Powerful technology has made this columnist's life easier, but still hasn't provided him with the 25-hour work week he was promised.
July 1, 2001
I usually start my articles with an update on my latest travel misadventures, always taking an occasional shot at an airline or two. Fortunately, my most recent trip to the Western Canada Regional BICSI meetings was completely uneventful: I left and arrived on time, without any sort of mid-air near miss.
With no airlines to gripe about, I thought that this month I would instead pick on those folks we call “futurists”.
I wrote this article in an airplane, on a device not much bigger than a package of cigarettes. It is an amazing piece of technology which allows me to send and receive e-mails, create memos, keep a “to do” list, etc. It makes travelling a lot easier, specifically allowing me to leave my PC back at the office.
This got me thinking about how fast technology is changing around me. When I was born (I refuse to give exact details but here’s a clue: the latest automotive craze was fins), the recently invented transistor promised to revolutionize the world, and eventually led to the early computers developed in the 1960s. These revolutionary monsters were so compact they could almost be squeezed into the back of a 40-foot transport truck. Today, I have far more power in the palm of my hand on some device named after a berry.
Of course, futurists of the time promised all sorts of uses for the computer and told us that one day they would become so powerful that they would do almost everything for us. The only problem, they said, was that we would have to find something to do with all of our spare time, seeing as we would only be working 25 hours a week or so (I am sure you know where this is going). Well, they got it partially right — powerful technology certainly has made us more productive, but the only person I know that works 25 hours a week is my son Chris, who pumps gas part-time after he gets home from school.
Out of all of this there are two things worth remembering: firstly, technology always comes with a price (for me today it’s two finger typing on a keyboard that smaller than a business card); and secondly, futurists are only half right, some of the time.
Now that I have scolded the futurists I feel much better — so on with this months BICSI updates (some in the past, some in the future)…
REGION 5 MEETINGS
The first two 2001 Region 5 Meetings were held in Calgary (May 31st) and Vancouver (June 1st). The turnout was excellent in both locations. I provided a general update on the Canadian Conference, 2001 Elections, and translation of documents, while Scott Dawdy of the Membership and Public Relations Committee updated the attendees on the BICSI scholarship program and membership growth in Canada. Tom Rauscher of Archi-Technology held a presentation on Division 17 (worth 1 CEC) and BICSI Secretary John Bakowski concluded the meeting with an update from the BICSI Board of Directors. We plan to do similar meetings in Toronto and Montreal in the September timeframe.
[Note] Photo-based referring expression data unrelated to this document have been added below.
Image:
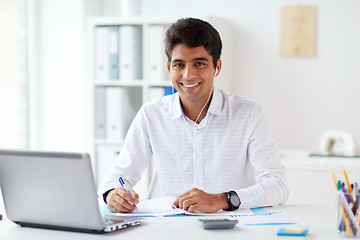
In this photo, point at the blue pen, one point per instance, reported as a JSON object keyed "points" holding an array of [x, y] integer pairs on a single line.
{"points": [[122, 183]]}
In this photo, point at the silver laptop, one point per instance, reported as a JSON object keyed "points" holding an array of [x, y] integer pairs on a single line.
{"points": [[54, 190]]}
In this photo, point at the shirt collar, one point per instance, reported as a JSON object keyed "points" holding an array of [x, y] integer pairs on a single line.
{"points": [[215, 107]]}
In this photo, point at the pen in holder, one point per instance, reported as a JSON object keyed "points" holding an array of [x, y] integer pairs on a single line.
{"points": [[348, 214]]}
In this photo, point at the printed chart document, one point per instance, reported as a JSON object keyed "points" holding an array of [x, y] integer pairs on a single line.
{"points": [[162, 207]]}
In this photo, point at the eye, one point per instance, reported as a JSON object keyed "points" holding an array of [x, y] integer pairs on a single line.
{"points": [[200, 64], [177, 65]]}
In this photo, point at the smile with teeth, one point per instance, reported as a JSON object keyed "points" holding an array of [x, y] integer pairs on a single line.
{"points": [[192, 85]]}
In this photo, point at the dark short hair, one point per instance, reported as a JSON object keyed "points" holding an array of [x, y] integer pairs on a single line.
{"points": [[193, 32]]}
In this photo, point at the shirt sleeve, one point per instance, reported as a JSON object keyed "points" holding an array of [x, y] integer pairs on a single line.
{"points": [[134, 156], [270, 188]]}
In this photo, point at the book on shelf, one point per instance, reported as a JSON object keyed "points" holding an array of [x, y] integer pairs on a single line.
{"points": [[130, 56], [100, 113], [107, 52], [157, 56], [158, 92], [121, 106]]}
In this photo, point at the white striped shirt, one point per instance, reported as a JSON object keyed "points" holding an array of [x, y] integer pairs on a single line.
{"points": [[231, 149]]}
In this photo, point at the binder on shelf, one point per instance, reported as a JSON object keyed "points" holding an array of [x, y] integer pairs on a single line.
{"points": [[157, 56], [113, 116], [130, 52], [100, 113], [107, 52], [158, 92], [122, 104], [113, 50]]}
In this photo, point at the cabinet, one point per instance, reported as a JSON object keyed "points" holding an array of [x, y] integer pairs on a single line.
{"points": [[127, 69]]}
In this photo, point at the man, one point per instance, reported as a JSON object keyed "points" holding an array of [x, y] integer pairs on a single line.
{"points": [[212, 150]]}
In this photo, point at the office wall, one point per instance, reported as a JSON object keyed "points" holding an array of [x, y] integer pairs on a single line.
{"points": [[303, 96]]}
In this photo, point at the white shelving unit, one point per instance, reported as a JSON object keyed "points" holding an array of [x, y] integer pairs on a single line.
{"points": [[137, 90]]}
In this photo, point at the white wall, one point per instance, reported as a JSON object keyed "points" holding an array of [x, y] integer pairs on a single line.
{"points": [[59, 90], [303, 96]]}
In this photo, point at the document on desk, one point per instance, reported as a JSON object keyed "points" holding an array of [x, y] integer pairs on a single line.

BRIGHT LIGHTS, BOOMING ATTENDANCE
“The City that Never Sleeps,” — Las Vegas — turned out to be a very popular BICSI conference destination. Just shy of 2900 attendees, the conference saw a 71-per-cent increase over last year’s attendance of 1700. Out of the conference emerged 36 new RCDDs (out of 88 who sat for the exam) and 15 new RCDD/LAN Specialists (out of 34 who took the exam).
BICSI Cares raised a generous $30,000 for Classroom on Wheels, a free, bilingual mobile preschool and drug prevention program for at-risk school children.
The last editorial review was held for the ANSI/NECA/BICSI standard during the spring conference, and comments were positive. A draft will be posted on the BICSI web site (www.bicsi.org) in the near future for minor editorial remarks. Publication of this commercial installation standard, which lists appropriate information from BICSI’s Telecommunications Cabling Installation Manual (TCIM), is expected in July or August.
BICSI is now taking orders for the third edition TCIM, with the paper copy scheduled for release in early July, and the CD-ROM scheduled for availability in August. The new installation exams, based on the 3rd edition, will tentatively start in January, 2002. Anyone who orders and pays for the 3rd edition TCIM will receive a 2nd edition free if requested (while supplies last).
In addition, BICSI met with representatives from the construction union in the province of Quebec, who are interested in translating BICSI’s TCIM and installation training materials. The BICSI Board of Directors has given its “OK” for further investigation of this idea, and negotiations are underway. If negotiations materialize, a French translation could be produced by late summer.
Well that’s all for this month folks. Enjoy your 25-hour work week. CS
Greg Porter, RCDD is Region 5 Director of BICSI and Business Development Manager for Tyco Electronics Canada Ltd., Markham, ON.